Those of us who lean towards conspiracy theories are wondering how Eliot Spitzer came to be the subject of a federal investigation, especially for something that is usually a state crime.
Talking Points Memo is reporting that the investigation started with a bank bringing suspicious transactions to the attention of the IRS.
Banks turning in their own customers is required under federal law, in some circumstances. The fact that it happens at all is a whole other issue for civil libertarians. For the Spitzer case, the problem is, it doesn't usually happen that way. Follow after the break and I'll explain.
The "Spitzer's bank turned him in" story has a ring of plausibility to it, but it's got problems. Suspicious Activity Reports ("SARs") really are required by American law. In particular, banks are supposed to file SARs on their customers under certain circumstances. Banks aren't allowed to tell their customers, or anybody, that they have filed SARs. They just get sent in to a central clearing house. (That's another problem with the Spitzer story. SARs don't go to the IRS like TPM said, they go to FinCen but that's also part of the Department of the Treasury so it could just be a sloppy description).
The problem with the story is that payments even to high priced professional women like are alleged are probably too small to stand out in the financial world. Banks file hundreds of thousands of these things every year. Banks filed 567,080 SARs in 2006. Lots of SARs are filed over transactions that aren't just "suspicious" but are really "well duh" obvious crimes. A customer commits a check kite or writes bad checks leading to five figure losses. The bank files an SAR. Somebody comes in wearing a ski mask and says to a teller "give me all your money". The bank files an SAR.
SARs are supposed to be filed over circumstances that are just "suspicious" even when they aren't obvious crimes but they frequently aren't. Many banks tend not to file SARs unless the bank has suffered a financial loss. I've never heard of a criminal prosecution that actually resulted from a bank filing an SAR on something that was merely suspicious but not a slam dunk crime. From the standpoint of law enforcement, trying to deal with 567,080 SARs in a year is like trying to take a drink out of a fire hose. There is just too much data coming too fast. When you think about how understaffed law enforcement really is, it's hard to imagine that a transaction that was only $4,000, not $400,000, would attract the attention of law enforcement, especially when nobody was complaining about any loss and it led only to prostitution, not terrorism or any of the other high profile issues.

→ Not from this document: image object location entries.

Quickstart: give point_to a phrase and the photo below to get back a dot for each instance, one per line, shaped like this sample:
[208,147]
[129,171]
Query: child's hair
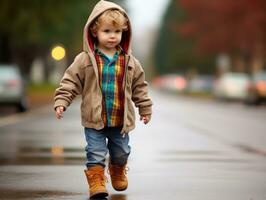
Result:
[113,17]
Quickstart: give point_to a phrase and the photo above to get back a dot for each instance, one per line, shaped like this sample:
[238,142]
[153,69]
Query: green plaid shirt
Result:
[111,73]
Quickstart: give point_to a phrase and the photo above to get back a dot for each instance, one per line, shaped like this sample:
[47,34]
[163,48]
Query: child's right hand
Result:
[59,112]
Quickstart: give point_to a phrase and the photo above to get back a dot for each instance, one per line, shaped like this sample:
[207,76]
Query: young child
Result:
[109,78]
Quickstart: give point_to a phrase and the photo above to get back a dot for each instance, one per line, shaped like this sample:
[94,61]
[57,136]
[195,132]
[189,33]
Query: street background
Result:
[205,64]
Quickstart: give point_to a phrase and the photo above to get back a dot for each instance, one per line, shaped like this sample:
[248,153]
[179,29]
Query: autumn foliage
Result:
[226,26]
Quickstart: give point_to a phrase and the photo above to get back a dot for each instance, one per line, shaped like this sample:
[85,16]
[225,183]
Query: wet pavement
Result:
[192,150]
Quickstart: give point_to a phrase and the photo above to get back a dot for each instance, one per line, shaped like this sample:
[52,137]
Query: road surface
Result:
[191,150]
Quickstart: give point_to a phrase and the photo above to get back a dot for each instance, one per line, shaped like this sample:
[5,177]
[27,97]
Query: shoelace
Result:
[98,178]
[117,176]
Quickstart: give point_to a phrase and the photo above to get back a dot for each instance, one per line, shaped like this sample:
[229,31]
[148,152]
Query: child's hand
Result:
[145,118]
[59,112]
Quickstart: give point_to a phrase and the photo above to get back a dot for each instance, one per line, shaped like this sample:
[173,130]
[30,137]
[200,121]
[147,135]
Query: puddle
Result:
[9,194]
[56,155]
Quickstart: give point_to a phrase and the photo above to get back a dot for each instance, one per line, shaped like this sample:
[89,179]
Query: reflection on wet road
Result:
[192,150]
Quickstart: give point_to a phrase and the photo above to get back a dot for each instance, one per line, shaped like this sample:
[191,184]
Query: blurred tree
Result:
[173,54]
[30,28]
[234,27]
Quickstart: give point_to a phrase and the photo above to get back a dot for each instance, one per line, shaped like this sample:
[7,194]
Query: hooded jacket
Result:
[81,77]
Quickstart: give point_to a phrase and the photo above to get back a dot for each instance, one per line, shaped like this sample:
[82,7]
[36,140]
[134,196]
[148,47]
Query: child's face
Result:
[108,36]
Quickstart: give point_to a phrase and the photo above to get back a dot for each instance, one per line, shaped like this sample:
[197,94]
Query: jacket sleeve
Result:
[71,84]
[140,91]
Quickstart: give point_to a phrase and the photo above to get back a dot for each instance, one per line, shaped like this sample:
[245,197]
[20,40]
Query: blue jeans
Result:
[99,142]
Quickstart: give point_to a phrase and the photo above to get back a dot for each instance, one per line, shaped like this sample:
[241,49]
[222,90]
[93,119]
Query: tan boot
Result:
[96,180]
[118,177]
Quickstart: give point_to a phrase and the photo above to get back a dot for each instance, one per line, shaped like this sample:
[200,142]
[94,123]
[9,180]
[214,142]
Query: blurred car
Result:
[231,86]
[171,82]
[201,83]
[12,88]
[257,89]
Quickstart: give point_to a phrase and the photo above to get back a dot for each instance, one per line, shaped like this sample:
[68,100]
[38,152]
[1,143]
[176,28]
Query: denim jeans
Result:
[100,142]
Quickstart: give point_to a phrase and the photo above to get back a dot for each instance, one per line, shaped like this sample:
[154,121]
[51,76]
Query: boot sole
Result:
[99,195]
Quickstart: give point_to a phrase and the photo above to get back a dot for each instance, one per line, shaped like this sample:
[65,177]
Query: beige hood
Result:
[88,39]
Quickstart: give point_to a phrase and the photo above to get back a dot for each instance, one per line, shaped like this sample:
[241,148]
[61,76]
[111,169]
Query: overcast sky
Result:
[146,13]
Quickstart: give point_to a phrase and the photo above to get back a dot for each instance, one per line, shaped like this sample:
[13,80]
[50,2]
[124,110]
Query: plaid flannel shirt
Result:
[111,73]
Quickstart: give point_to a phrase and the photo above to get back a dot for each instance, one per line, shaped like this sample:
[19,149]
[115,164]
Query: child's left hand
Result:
[145,118]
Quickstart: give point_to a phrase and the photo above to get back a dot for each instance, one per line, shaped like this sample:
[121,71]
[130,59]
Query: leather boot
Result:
[118,177]
[96,180]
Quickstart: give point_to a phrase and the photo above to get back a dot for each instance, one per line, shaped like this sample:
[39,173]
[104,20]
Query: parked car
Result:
[231,86]
[12,88]
[201,84]
[257,89]
[171,82]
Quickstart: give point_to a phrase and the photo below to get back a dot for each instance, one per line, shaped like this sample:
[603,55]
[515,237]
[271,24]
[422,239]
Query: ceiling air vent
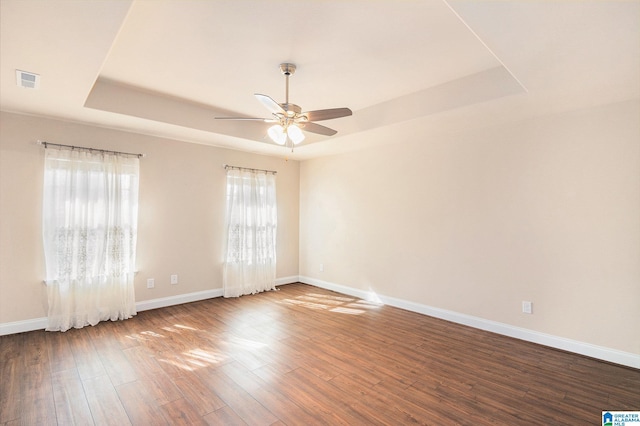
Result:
[27,80]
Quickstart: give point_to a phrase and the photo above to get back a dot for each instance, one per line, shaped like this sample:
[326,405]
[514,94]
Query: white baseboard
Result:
[287,280]
[587,349]
[22,326]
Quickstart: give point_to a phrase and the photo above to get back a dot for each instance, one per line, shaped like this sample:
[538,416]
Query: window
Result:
[251,223]
[90,209]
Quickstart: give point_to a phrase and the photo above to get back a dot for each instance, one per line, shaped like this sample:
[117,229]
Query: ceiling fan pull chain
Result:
[286,93]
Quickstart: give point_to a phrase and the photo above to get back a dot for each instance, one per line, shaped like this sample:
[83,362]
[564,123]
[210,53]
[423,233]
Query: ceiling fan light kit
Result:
[289,118]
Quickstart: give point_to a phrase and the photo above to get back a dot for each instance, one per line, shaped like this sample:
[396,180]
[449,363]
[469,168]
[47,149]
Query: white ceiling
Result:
[405,68]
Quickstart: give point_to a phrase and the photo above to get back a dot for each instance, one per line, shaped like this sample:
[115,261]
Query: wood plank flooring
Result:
[299,356]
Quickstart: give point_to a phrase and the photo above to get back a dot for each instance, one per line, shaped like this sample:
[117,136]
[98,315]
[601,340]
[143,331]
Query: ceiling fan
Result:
[290,120]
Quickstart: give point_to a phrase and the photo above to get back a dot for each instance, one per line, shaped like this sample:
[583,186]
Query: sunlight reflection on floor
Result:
[338,304]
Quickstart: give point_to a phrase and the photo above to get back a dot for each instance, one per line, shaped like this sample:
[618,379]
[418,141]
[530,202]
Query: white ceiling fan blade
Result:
[266,120]
[317,128]
[327,114]
[270,104]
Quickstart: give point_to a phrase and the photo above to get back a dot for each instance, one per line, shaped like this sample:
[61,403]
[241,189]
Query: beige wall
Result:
[546,210]
[180,219]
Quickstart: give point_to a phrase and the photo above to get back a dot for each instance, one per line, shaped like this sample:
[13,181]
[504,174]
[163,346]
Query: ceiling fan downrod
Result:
[287,69]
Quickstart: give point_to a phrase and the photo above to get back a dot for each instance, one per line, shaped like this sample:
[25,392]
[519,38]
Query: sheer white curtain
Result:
[251,222]
[90,213]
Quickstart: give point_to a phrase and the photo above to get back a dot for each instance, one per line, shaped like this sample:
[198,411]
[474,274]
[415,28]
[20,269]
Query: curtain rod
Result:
[226,166]
[45,143]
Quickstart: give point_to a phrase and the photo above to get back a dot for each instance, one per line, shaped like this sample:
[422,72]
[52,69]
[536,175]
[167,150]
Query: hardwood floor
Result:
[299,356]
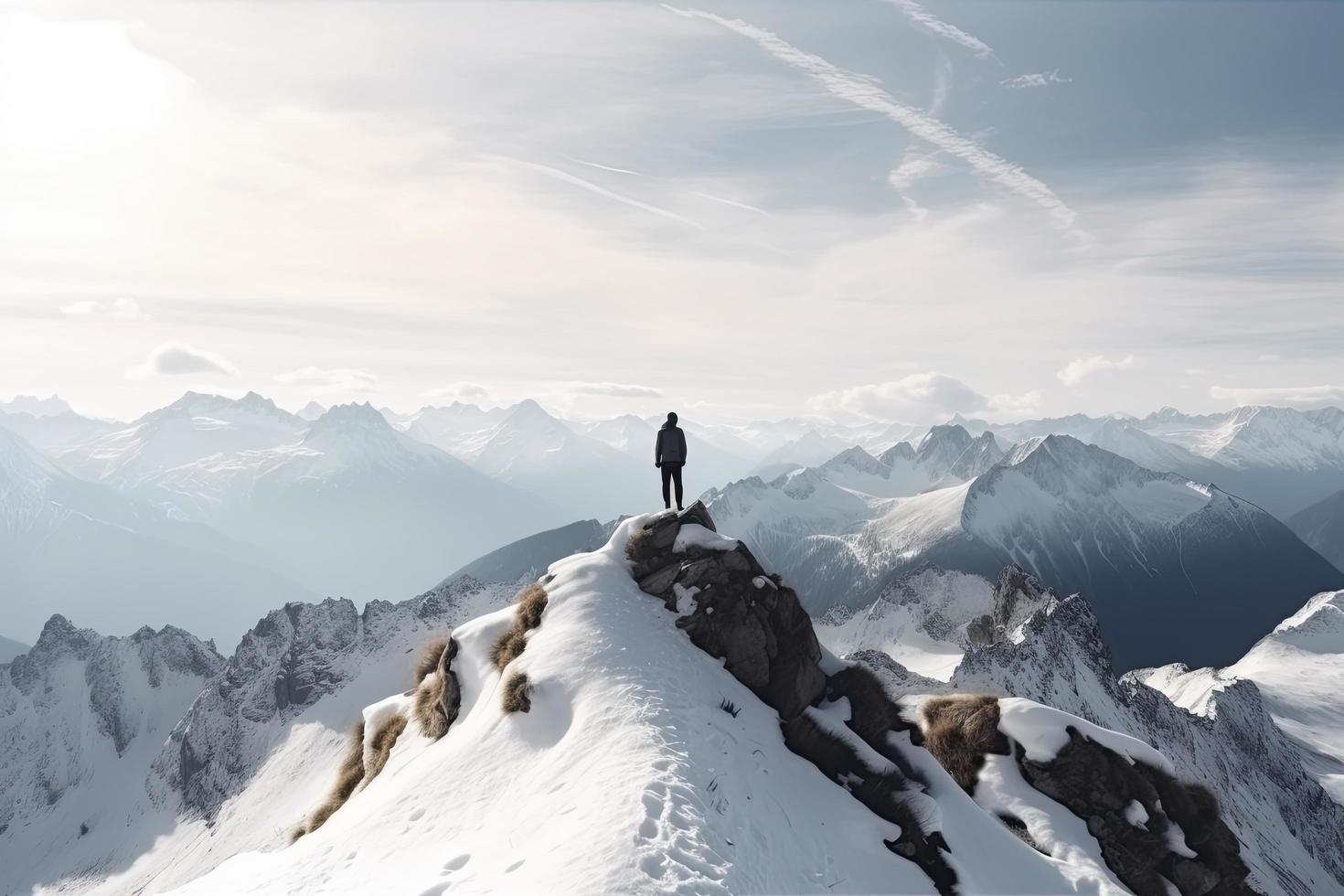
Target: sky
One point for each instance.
(864, 208)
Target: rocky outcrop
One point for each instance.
(1152, 827)
(1018, 594)
(749, 618)
(1269, 802)
(734, 610)
(289, 661)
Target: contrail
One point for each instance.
(923, 16)
(867, 93)
(593, 164)
(601, 191)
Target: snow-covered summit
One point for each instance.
(656, 762)
(50, 406)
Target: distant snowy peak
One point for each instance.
(311, 411)
(625, 432)
(51, 406)
(222, 407)
(119, 669)
(1257, 437)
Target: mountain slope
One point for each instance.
(1284, 458)
(192, 427)
(635, 781)
(1140, 544)
(355, 507)
(80, 719)
(1321, 527)
(214, 762)
(1300, 670)
(89, 551)
(10, 649)
(1286, 824)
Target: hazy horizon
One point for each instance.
(735, 208)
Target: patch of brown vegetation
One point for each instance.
(348, 775)
(426, 663)
(380, 744)
(515, 693)
(527, 615)
(958, 731)
(437, 695)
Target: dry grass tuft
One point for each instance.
(347, 779)
(380, 744)
(437, 696)
(531, 603)
(428, 660)
(958, 731)
(527, 615)
(515, 693)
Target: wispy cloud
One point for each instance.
(731, 202)
(603, 191)
(1024, 403)
(1290, 395)
(601, 166)
(912, 168)
(119, 309)
(613, 389)
(1081, 368)
(946, 30)
(1035, 80)
(866, 93)
(915, 398)
(335, 379)
(457, 391)
(176, 359)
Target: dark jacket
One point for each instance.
(671, 445)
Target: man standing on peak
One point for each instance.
(669, 457)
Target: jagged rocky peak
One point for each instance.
(120, 673)
(898, 452)
(944, 443)
(859, 460)
(1018, 595)
(1156, 833)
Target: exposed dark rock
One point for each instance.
(755, 624)
(1098, 784)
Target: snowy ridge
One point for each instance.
(660, 792)
(215, 752)
(1298, 667)
(1284, 819)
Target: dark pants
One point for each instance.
(671, 473)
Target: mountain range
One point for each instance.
(369, 503)
(1083, 518)
(149, 763)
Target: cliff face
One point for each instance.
(80, 718)
(1149, 829)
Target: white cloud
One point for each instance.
(120, 309)
(921, 16)
(177, 359)
(603, 191)
(1292, 395)
(457, 391)
(917, 398)
(1024, 403)
(1081, 368)
(912, 168)
(614, 389)
(1035, 80)
(866, 93)
(335, 379)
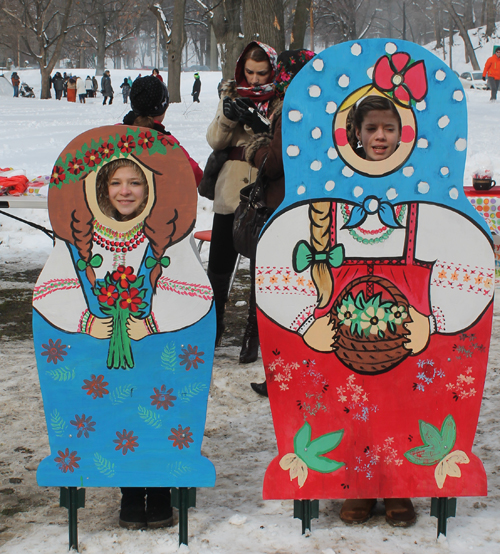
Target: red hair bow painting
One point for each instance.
(397, 76)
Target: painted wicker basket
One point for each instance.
(371, 354)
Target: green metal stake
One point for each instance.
(183, 498)
(443, 508)
(306, 510)
(72, 499)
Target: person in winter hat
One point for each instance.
(269, 145)
(196, 88)
(151, 506)
(492, 69)
(246, 103)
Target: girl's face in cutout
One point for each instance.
(257, 73)
(379, 134)
(126, 191)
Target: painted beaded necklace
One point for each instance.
(118, 242)
(386, 231)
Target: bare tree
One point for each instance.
(45, 24)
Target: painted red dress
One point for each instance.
(370, 419)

So, an SAR is a plausible explanation in that they really exist, but it doesn't take a lot of imagination to see it as a cover story rather than the real facts. It's just hard to see how a $4,000 wire transfer would prompt anybody to file an SAR when nobody suffered a financial loss, nobody complained, and there were no foreign persons involved. Or, if a bank really did file an SAR on a $4,000 transaction it's hard to imagine how it got any attention from law enforcement. It wouldn't be too paranoid to ask if some enterprising Bush appointee fed the names of significant Democrats into the database that deals with the 600,000 SARs a year so that any reports that mentioned a prominent Democrat would bubble to the top for special attention.